Following his training, Dr. Higgins became the surgical director of the thoracic organ transplantation program at Henry Ford Hospital in Detroit, MI. From there, he chaired cardiothoracic surgery departments at Virginia Commonwealth Universities and Rush Medical College in Chicago. In 2010, he joined The Ohio State University, where he was surgeon-in-chief and director of the Wexner Medical Center Comprehensive Transplant Center. Dr. Higgins became surgeon-in-chief of The Johns Hopkins Hospital and director of the Department of Surgery for The Johns Hopkins School of Medicine in 2015.
An STS member since 1997, Dr. Higgins has served on many Society governance bodies, including as Treasurer on the Board of Directors and as a member of the Council on Health Policy and Relationships Operating Board, the Workforce on Career Development, and the Workforce on Media Relations and Communications. Most recently, he was the Society’s First Vice President. In addition, Dr. Higgins has held prominent leadership positions in other specialty organizations; he has been President of both the United Network for Organ Sharing and the Society of Black Academic Surgeons.
As STS President, Dr. Higgins said he will be committed to the modernization of the STS National Database and the development of an inclusive global agenda. “The Database is one of our most valuable assets, yet it is in a constant state of revision and its modernization has to be vibrant and responsive to the needs of the practitioners and the patients who we serve,” said Dr. Higgins. “Additionally, I think we have to be a more global organization. We have the responsibility as leaders to address the needs of diverse populations and to be more inclusive, not only in North America, but in Europe and around the world.”
Dr. Higgins also will focus on the future generations of surgeons, encouraging the participation and commitment of all Society members. “If we as surgical leaders, who are dedicated to our membership, can make things better for the specialty, it will have an exponential effect on our patients,” said Dr. Higgins. “So that’s the reason to exert effort and to participate in these activities—knowing that the impact and influence we have might make things better for a lot of people.”
With interests in health care economics and policy, racial disparities in post-transplant outcomes, access to care, and improving outcomes among heart failure and cardiac surgery patients, Dr. Higgins has authored more than 140 peer-reviewed journal articles, in addition to 13 book chapters. He also has mentored dozens of young surgeons during various stages of their careers.
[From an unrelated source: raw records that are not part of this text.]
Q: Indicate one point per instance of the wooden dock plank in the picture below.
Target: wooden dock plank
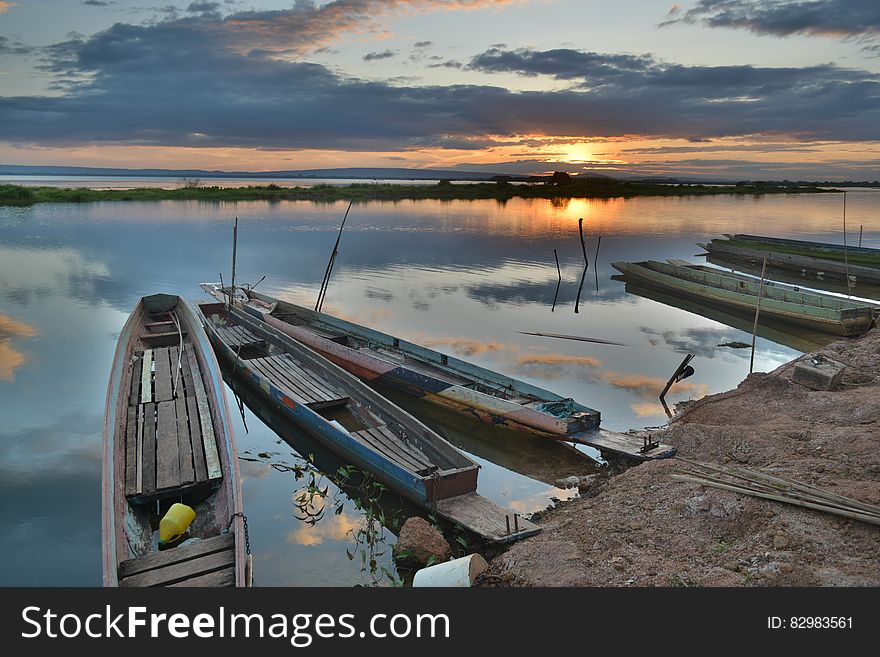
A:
(167, 446)
(180, 571)
(131, 450)
(200, 469)
(485, 518)
(621, 443)
(176, 555)
(209, 439)
(162, 379)
(149, 449)
(187, 471)
(147, 377)
(220, 578)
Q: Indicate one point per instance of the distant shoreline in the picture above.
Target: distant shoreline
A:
(19, 195)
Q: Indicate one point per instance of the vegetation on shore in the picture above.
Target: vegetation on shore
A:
(502, 190)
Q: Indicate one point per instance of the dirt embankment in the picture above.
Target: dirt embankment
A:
(641, 528)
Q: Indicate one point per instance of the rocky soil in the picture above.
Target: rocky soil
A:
(641, 528)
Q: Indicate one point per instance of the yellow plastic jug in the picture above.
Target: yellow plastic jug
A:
(175, 523)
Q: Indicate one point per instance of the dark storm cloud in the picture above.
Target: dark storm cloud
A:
(188, 82)
(379, 54)
(841, 18)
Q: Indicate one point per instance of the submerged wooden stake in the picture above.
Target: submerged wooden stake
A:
(757, 313)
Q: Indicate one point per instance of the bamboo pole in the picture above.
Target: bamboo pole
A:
(757, 313)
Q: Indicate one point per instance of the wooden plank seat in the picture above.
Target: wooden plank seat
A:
(385, 441)
(238, 336)
(170, 445)
(208, 562)
(298, 383)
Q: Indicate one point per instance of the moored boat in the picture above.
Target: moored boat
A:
(168, 439)
(437, 377)
(356, 422)
(818, 259)
(823, 312)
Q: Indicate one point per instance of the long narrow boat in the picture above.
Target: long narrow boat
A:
(833, 261)
(462, 386)
(823, 312)
(168, 438)
(356, 422)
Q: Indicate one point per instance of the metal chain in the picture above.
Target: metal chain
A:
(247, 538)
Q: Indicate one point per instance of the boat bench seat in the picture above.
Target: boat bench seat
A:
(296, 382)
(208, 562)
(170, 443)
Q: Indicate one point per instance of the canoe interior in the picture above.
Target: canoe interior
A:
(331, 404)
(168, 440)
(442, 379)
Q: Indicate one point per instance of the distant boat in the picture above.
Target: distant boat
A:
(356, 422)
(824, 312)
(457, 384)
(167, 439)
(817, 259)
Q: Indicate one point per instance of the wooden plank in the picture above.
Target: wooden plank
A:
(131, 450)
(149, 450)
(200, 469)
(147, 377)
(485, 518)
(167, 447)
(162, 380)
(176, 555)
(184, 440)
(209, 439)
(181, 571)
(225, 577)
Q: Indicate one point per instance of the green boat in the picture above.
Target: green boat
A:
(823, 312)
(823, 261)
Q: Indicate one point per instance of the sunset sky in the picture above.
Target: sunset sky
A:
(727, 89)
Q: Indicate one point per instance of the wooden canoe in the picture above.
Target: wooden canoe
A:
(823, 312)
(168, 438)
(362, 427)
(818, 259)
(441, 379)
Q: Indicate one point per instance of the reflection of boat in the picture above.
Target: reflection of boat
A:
(803, 341)
(467, 388)
(543, 460)
(796, 278)
(815, 259)
(317, 453)
(819, 311)
(167, 438)
(360, 425)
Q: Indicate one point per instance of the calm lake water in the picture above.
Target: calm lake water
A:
(463, 277)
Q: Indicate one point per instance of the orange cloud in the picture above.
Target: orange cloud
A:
(11, 358)
(464, 346)
(332, 527)
(651, 385)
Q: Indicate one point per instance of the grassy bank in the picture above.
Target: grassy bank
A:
(591, 188)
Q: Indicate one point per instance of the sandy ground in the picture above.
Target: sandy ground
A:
(641, 528)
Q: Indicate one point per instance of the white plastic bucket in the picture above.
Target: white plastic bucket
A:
(458, 572)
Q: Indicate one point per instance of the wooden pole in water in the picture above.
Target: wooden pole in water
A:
(326, 282)
(757, 313)
(845, 259)
(234, 248)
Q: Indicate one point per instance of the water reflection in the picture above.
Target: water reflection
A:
(463, 277)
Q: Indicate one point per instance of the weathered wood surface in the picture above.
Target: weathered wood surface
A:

Dr. Higgins is an avid sports fan. He and his wife, Molly, love watching hockey and football—the Chicago Bears and Pittsburgh Steelers, in particular. They have three children: John is a third-year medical student at The Ohio State University; Grace is a graduate of Vanderbilt University and working in Chicago; Grant is a student at the University of Michigan. Together as a family, they enjoy playing golf, traveling, and going to the theater.
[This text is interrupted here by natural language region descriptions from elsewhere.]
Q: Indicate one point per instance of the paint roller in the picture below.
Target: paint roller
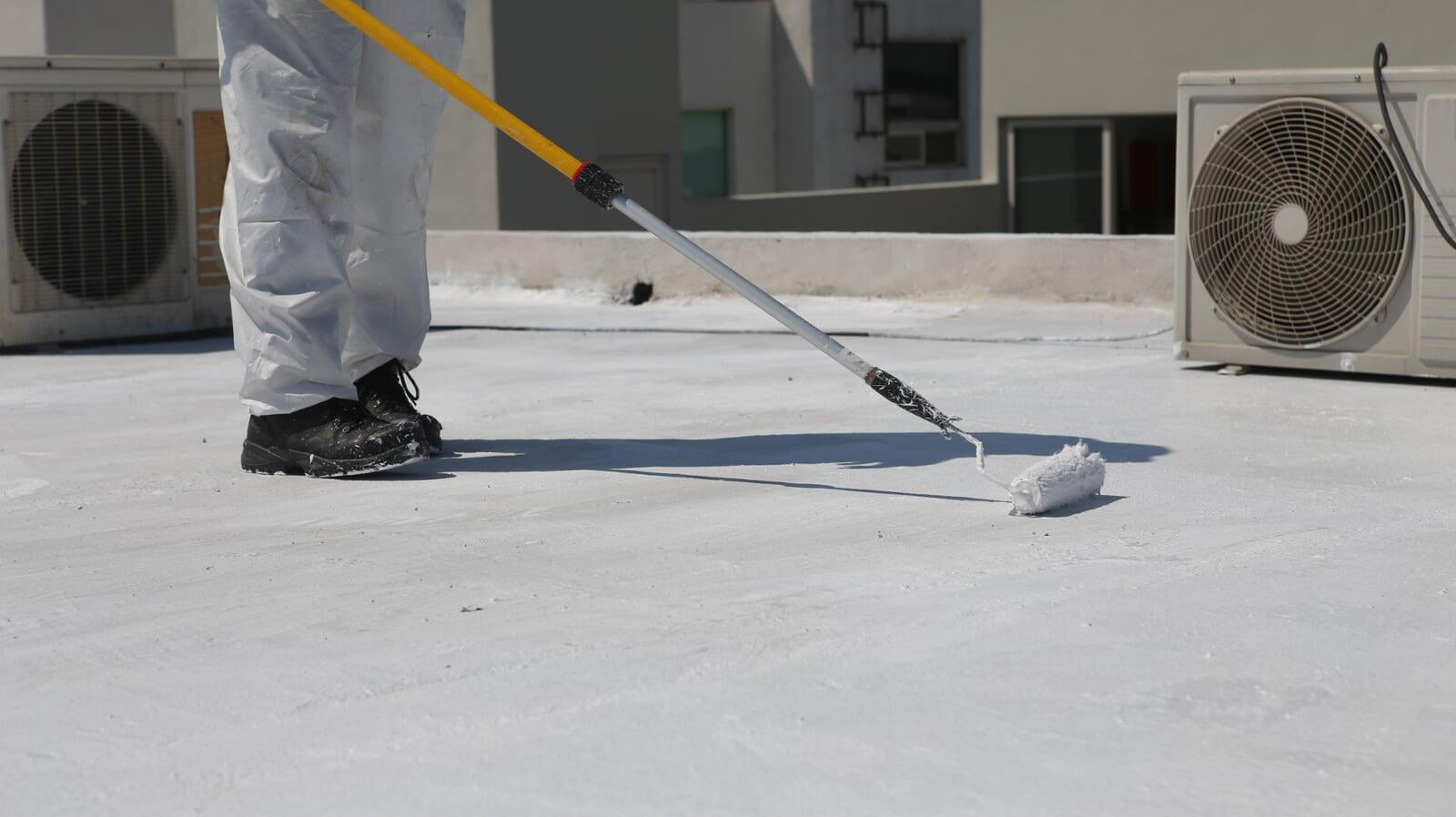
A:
(1069, 477)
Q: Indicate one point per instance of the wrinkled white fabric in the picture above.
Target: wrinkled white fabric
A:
(324, 215)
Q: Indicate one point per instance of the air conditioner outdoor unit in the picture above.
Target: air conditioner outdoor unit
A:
(1300, 239)
(113, 175)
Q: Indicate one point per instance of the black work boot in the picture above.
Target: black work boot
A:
(389, 393)
(332, 439)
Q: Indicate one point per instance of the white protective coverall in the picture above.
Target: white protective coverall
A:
(324, 215)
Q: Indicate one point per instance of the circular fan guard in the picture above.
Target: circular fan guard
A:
(1299, 223)
(94, 201)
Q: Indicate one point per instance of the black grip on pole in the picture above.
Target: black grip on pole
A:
(597, 186)
(893, 389)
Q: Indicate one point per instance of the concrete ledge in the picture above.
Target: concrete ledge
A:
(1067, 268)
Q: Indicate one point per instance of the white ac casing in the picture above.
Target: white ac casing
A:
(1414, 329)
(172, 116)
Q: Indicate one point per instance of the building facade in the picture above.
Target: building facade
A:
(936, 116)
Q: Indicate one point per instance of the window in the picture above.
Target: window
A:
(924, 104)
(705, 155)
(1059, 178)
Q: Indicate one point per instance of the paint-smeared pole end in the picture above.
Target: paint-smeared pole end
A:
(597, 186)
(895, 390)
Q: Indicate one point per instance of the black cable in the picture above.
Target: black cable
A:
(1382, 57)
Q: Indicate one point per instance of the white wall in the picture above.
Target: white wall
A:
(197, 28)
(725, 51)
(22, 28)
(1067, 268)
(466, 178)
(1108, 57)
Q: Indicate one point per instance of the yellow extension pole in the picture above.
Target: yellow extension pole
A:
(531, 138)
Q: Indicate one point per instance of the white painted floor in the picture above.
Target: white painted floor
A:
(713, 574)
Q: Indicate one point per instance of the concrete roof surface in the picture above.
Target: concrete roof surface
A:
(677, 572)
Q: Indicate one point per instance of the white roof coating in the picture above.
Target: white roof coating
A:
(686, 572)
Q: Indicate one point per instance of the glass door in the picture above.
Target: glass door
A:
(1060, 177)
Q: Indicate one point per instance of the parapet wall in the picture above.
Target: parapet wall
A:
(1065, 268)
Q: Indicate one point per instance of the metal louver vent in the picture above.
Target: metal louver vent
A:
(94, 200)
(1299, 223)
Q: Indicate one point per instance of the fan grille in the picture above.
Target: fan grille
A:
(1299, 223)
(94, 200)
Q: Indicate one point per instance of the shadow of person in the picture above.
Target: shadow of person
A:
(855, 452)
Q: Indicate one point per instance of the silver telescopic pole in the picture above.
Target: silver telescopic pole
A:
(743, 286)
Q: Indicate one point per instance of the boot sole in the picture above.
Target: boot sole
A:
(266, 459)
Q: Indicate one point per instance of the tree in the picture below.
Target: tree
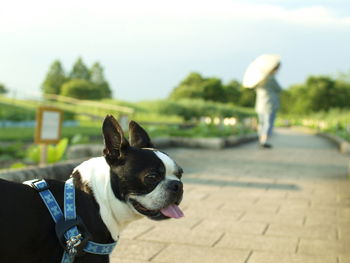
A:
(3, 89)
(233, 92)
(54, 79)
(188, 88)
(98, 79)
(81, 89)
(247, 98)
(79, 70)
(194, 86)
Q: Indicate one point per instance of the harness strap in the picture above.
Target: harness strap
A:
(68, 224)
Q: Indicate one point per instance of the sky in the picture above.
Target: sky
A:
(148, 47)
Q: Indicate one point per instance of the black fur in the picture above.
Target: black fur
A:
(28, 231)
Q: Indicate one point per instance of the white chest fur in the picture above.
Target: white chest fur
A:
(115, 214)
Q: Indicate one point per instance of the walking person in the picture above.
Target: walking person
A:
(261, 75)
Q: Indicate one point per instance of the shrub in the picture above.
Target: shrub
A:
(81, 89)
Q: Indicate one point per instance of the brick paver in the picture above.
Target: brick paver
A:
(290, 204)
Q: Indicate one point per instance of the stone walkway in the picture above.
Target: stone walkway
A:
(290, 204)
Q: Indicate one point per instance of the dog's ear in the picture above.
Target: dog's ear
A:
(138, 136)
(115, 143)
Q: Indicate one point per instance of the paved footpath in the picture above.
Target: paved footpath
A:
(290, 204)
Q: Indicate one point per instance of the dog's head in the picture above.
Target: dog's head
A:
(148, 180)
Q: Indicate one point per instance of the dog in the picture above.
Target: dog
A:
(130, 181)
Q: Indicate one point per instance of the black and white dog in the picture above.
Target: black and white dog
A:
(130, 181)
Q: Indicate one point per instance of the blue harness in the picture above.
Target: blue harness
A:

For more information, contact STS Media Relations Manager Jennifer Bagley at (312) 202-5865 or email@example.com.
Founded in 1964, The Society of Thoracic Surgeons is a not-for-profit organization representing more than 7,400 cardiothoracic surgeons, researchers, and allied health care professionals worldwide who are dedicated to ensuring the best possible outcomes for surgeries of the heart, lung, and esophagus, as well as other surgical procedures within the chest. The Society’s mission is to enhance the ability of cardiothoracic surgeons to provide the highest quality patient care through education, research, and advocacy.